Shell/process syntax

See this message for a rough design.

Rich String Literals

Implement multi-line string literals with expression escapes. See Racket’s Scribble for some ideas and desired functonality. The exact syntax needs to be decided. Presumably the literal starts with the dispatch characters ‘#’ followed by some other character (most likely ‘"’, though possibly ‘{’). In the following the escape character is assumed to be ‘\’, but other possibilities include ‘@’ (as in Scribble), or ‘&’ (as in XML).

Various goals and ideas:

  • General Scribble-like syntax:

    \cmd[ expression ...]{textbody}

    This is roughly equivalent to embedding the result of evaluating:

    (cmd expression ... "textbody")

    Both [ expression ...] and {textbody} are optional. (We need some convention or delimiter to end cmd, especially when textbody is missing.) The cmd is also optional, inwhich case the expressions are embedded in the output.

  • The start delimiter and the end delimiter must be different - both for the entire string, and for embedded textbodies. This is for easier parsing (and catching errors) for both humans and tools. E.g. #"some text"# or #{some text} or #{some text}# depending on the delimiters chosen.

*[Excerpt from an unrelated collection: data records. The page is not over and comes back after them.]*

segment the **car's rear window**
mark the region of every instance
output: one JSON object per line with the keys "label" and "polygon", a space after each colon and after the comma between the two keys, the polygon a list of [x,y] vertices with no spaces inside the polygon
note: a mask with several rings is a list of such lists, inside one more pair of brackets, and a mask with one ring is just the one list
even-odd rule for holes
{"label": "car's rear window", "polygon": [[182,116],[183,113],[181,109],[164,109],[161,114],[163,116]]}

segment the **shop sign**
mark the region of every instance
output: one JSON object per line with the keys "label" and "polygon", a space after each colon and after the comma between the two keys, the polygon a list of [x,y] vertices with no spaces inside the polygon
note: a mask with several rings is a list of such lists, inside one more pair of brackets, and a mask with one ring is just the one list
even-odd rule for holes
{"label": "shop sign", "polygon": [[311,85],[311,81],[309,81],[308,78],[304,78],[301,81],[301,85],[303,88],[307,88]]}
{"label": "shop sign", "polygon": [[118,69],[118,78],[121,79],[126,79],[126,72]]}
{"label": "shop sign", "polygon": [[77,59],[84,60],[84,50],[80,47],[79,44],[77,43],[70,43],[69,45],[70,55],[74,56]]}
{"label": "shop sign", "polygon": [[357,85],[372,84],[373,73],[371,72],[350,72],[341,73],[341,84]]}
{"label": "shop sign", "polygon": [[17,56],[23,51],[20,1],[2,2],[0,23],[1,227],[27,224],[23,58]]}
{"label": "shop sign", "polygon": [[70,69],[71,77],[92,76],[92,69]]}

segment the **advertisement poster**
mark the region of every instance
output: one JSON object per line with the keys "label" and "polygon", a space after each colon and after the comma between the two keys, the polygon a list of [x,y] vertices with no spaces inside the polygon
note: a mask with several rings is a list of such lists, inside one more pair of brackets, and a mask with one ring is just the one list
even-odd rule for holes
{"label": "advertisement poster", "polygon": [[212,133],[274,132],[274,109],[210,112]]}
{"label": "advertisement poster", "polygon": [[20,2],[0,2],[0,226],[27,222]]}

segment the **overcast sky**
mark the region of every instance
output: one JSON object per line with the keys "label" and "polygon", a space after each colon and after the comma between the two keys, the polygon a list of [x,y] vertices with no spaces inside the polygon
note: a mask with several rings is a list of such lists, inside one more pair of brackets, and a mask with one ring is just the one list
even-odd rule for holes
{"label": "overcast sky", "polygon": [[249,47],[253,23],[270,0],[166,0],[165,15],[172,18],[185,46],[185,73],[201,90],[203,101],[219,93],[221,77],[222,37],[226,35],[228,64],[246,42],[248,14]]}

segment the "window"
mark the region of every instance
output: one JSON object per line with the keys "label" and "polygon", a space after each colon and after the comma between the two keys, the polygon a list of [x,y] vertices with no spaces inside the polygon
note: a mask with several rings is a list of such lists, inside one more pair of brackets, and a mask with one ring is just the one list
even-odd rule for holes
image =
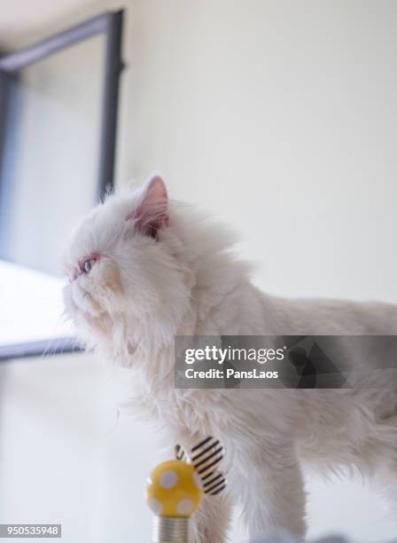
{"label": "window", "polygon": [[60,248],[113,188],[122,15],[0,57],[0,358],[77,348]]}

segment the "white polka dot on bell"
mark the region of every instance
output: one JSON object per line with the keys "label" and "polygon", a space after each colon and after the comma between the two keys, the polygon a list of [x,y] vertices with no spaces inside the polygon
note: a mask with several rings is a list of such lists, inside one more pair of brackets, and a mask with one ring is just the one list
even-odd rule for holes
{"label": "white polka dot on bell", "polygon": [[180,500],[176,504],[176,511],[179,515],[189,515],[191,512],[193,502],[191,500]]}
{"label": "white polka dot on bell", "polygon": [[193,473],[194,484],[198,488],[203,488],[203,482],[200,479],[200,476],[198,473]]}
{"label": "white polka dot on bell", "polygon": [[165,471],[160,477],[160,485],[162,488],[172,488],[178,482],[178,476],[175,471]]}
{"label": "white polka dot on bell", "polygon": [[161,502],[159,501],[159,500],[156,500],[156,498],[149,498],[149,500],[147,500],[147,505],[150,507],[150,508],[155,515],[160,515],[160,513],[162,513],[163,506],[161,505]]}

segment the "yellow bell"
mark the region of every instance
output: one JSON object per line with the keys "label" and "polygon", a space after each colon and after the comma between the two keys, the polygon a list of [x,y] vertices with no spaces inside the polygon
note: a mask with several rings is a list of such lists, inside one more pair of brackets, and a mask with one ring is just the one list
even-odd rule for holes
{"label": "yellow bell", "polygon": [[203,497],[202,482],[191,464],[168,460],[155,468],[146,485],[146,500],[159,516],[189,517]]}

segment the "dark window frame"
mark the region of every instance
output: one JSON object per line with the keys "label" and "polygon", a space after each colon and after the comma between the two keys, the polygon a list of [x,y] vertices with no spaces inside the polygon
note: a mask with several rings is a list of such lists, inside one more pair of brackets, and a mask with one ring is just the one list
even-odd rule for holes
{"label": "dark window frame", "polygon": [[[32,45],[0,56],[0,114],[7,106],[7,78],[22,68],[100,34],[105,36],[105,77],[101,108],[99,168],[97,197],[100,201],[113,187],[123,10],[106,12]],[[6,114],[0,114],[0,162],[6,131]],[[0,197],[6,199],[0,178]],[[4,188],[4,187],[3,187]],[[1,252],[1,247],[0,247]],[[16,358],[81,350],[74,338],[54,338],[13,345],[0,345],[0,361]]]}

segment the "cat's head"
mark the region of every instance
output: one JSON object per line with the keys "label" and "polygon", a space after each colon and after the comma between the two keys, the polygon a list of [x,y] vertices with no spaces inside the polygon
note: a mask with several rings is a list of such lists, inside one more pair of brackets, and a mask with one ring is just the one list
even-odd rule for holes
{"label": "cat's head", "polygon": [[177,238],[160,177],[108,197],[82,221],[64,255],[64,300],[88,346],[122,358],[144,337],[159,346],[173,338],[191,287]]}

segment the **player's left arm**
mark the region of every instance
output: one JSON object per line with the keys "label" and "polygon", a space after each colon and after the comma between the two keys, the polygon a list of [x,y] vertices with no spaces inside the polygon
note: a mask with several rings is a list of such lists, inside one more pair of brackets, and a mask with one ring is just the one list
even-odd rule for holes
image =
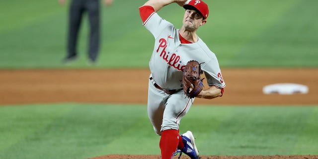
{"label": "player's left arm", "polygon": [[173,2],[177,3],[182,6],[187,0],[149,0],[147,1],[143,6],[150,5],[154,7],[155,11],[158,11],[163,6]]}

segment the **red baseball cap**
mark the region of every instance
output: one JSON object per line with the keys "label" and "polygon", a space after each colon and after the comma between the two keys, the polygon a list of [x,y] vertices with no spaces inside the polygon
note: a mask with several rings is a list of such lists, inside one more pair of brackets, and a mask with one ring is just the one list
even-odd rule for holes
{"label": "red baseball cap", "polygon": [[183,8],[186,9],[193,9],[193,7],[203,15],[204,19],[206,19],[209,15],[209,8],[208,4],[201,0],[190,0],[188,3],[183,5]]}

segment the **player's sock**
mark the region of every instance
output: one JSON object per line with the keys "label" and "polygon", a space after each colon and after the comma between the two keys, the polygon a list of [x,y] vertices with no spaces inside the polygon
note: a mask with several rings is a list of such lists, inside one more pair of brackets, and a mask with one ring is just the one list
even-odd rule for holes
{"label": "player's sock", "polygon": [[[166,130],[162,132],[159,146],[162,159],[171,159],[178,147],[181,138],[177,130]],[[182,141],[182,139],[181,139]]]}
{"label": "player's sock", "polygon": [[182,140],[182,137],[179,135],[179,144],[178,144],[178,149],[182,150],[184,147],[184,144],[183,144],[183,140]]}

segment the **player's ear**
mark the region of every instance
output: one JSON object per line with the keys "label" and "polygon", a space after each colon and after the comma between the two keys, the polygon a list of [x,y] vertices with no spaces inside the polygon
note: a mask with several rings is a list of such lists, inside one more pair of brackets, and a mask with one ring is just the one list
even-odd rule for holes
{"label": "player's ear", "polygon": [[200,24],[200,26],[202,26],[204,24],[205,24],[205,23],[207,23],[207,20],[204,19],[203,20],[202,20],[202,21],[201,22],[201,23]]}

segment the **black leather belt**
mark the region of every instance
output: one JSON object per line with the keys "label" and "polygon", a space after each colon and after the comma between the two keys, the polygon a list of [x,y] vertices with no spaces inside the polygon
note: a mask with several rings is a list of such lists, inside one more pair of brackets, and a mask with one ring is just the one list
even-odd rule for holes
{"label": "black leather belt", "polygon": [[[153,78],[152,77],[151,77],[150,78],[149,78],[149,79],[150,80],[153,80],[154,79],[154,78]],[[155,86],[156,88],[158,88],[158,89],[164,91],[165,93],[167,93],[168,94],[172,94],[175,93],[175,92],[177,91],[176,89],[169,89],[169,90],[167,90],[167,89],[163,89],[163,88],[161,88],[160,86],[159,86],[159,85],[158,85],[156,83],[154,83],[154,85],[155,85]]]}

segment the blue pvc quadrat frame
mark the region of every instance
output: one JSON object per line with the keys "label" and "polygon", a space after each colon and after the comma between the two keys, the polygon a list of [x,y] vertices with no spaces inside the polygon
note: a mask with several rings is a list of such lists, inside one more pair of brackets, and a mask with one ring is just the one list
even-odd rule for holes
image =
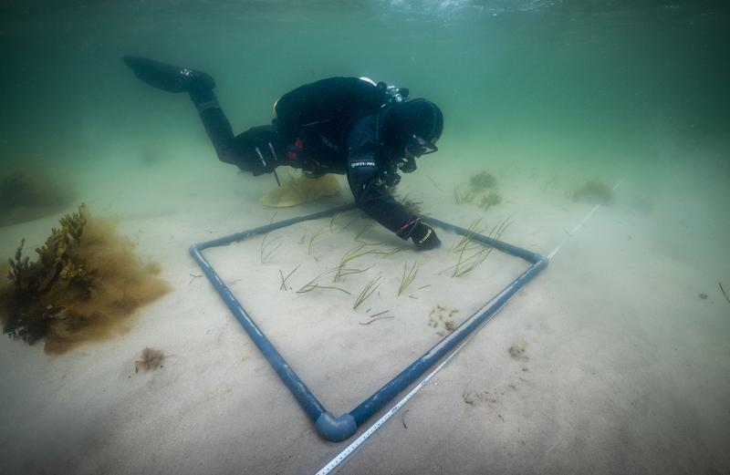
{"label": "blue pvc quadrat frame", "polygon": [[266,336],[256,325],[248,313],[234,296],[228,286],[224,284],[211,264],[203,256],[203,251],[211,247],[230,244],[238,241],[243,241],[253,236],[266,234],[272,231],[291,226],[297,222],[309,220],[317,220],[333,216],[338,212],[342,212],[355,209],[354,204],[337,206],[327,211],[291,218],[288,220],[273,222],[266,226],[260,226],[248,231],[236,232],[229,236],[224,236],[206,243],[193,244],[190,247],[190,253],[198,263],[203,272],[210,280],[213,286],[223,298],[224,302],[231,309],[235,318],[243,325],[248,336],[258,346],[261,353],[271,364],[274,370],[287,385],[291,393],[301,405],[307,415],[312,419],[319,435],[327,440],[339,442],[351,437],[358,430],[358,427],[373,416],[381,408],[388,404],[398,393],[405,389],[428,368],[439,361],[443,356],[451,351],[454,346],[461,343],[467,336],[478,328],[482,324],[487,322],[496,312],[504,306],[507,301],[523,285],[535,277],[548,264],[548,260],[540,254],[531,253],[525,249],[513,246],[502,241],[498,241],[483,234],[474,233],[467,229],[449,224],[433,218],[424,218],[423,221],[429,224],[435,225],[449,231],[453,231],[460,235],[470,234],[474,241],[489,245],[495,249],[520,257],[530,263],[519,276],[512,281],[506,287],[492,297],[482,308],[472,316],[463,322],[454,332],[444,336],[441,341],[434,345],[431,349],[422,355],[413,363],[401,371],[395,377],[386,383],[382,387],[375,391],[367,398],[357,408],[346,412],[341,416],[335,416],[328,412],[322,404],[312,394],[307,385],[297,376],[289,364],[279,354],[276,348],[266,338]]}

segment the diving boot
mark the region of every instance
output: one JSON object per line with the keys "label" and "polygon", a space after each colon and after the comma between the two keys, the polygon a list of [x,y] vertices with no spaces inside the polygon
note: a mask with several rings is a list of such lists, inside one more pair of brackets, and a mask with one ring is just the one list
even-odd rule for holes
{"label": "diving boot", "polygon": [[123,57],[124,64],[129,66],[134,75],[142,82],[168,92],[191,92],[210,90],[215,88],[215,81],[207,74],[159,63],[146,57]]}

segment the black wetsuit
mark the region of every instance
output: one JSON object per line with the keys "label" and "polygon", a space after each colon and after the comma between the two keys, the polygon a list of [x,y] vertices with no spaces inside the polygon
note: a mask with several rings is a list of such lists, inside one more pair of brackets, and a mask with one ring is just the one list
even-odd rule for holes
{"label": "black wetsuit", "polygon": [[[408,239],[417,216],[388,192],[397,184],[402,157],[387,147],[380,118],[385,93],[357,77],[330,77],[290,91],[276,103],[276,119],[235,137],[212,90],[192,91],[218,158],[254,175],[278,166],[309,176],[346,174],[358,207]],[[384,107],[385,106],[385,107]]]}

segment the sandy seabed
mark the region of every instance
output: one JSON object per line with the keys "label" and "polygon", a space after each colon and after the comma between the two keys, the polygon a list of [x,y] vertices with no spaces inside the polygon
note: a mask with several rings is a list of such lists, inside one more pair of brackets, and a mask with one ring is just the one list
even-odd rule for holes
{"label": "sandy seabed", "polygon": [[[503,240],[543,254],[568,239],[340,472],[730,472],[730,302],[718,285],[730,287],[730,218],[718,205],[730,202],[730,174],[715,165],[675,164],[652,180],[605,174],[610,184],[625,180],[572,236],[592,209],[567,197],[579,170],[497,167],[504,201],[487,212],[456,204],[452,191],[465,171],[430,162],[407,176],[402,192],[443,221],[468,227],[481,218],[490,230],[510,220]],[[91,212],[115,215],[173,290],[138,312],[129,332],[61,356],[3,340],[0,472],[315,473],[354,439],[318,438],[188,254],[194,243],[348,202],[349,191],[275,216],[257,204],[273,180],[217,163],[172,177],[165,167],[89,181],[83,191]],[[0,228],[0,252],[12,255],[22,237],[36,246],[57,220]],[[357,240],[403,244],[365,222],[350,212],[206,252],[334,414],[360,404],[527,265],[495,252],[452,277],[459,237],[440,231],[437,251],[369,254],[353,261],[362,273],[334,281],[327,271]],[[416,278],[398,295],[403,267],[414,263]],[[318,276],[339,289],[297,292]],[[168,356],[137,372],[148,346]]]}

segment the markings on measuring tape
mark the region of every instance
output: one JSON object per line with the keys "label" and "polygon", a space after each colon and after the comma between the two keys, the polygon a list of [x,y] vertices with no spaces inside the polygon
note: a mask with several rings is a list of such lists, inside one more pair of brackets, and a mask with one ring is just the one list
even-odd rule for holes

  • There should be some convention for stripping off indentation.

  • Should support optional end delimitors. This is useful to make long texts more readable, and also to catch errors. For example:

    \cmd{some body stuff \cmd}
    

    Here the two instances of cmd have to match. (The end \cmd has to be immediatly followed by ‘}’ to avoid ambiguity.)

  • Support format specifiers:

    \~3d(length l)
    

    is equivalent to:

    \[(format "~3d" (length l))]
    

    Should also handle printf-style format specifers: \%3d(length l).

  • Handle localization. I.e. some marker to indicate the string should be localized, in the manner of (and compatible with) GNU gettext. Optionally specify a localization key (to use as an index in the translation database); if there is no key specified, default to using the literal parts of the string.

  • Note in general the result is a “text”, which is a generalization of a string: A text is a sequence of characters *or* other values. If an embedded expression evaluates to a non-string, it is not automatically converted to a string. Conversion to a string is done on demand, for example on printing. (This is similar to values in the XML data model.)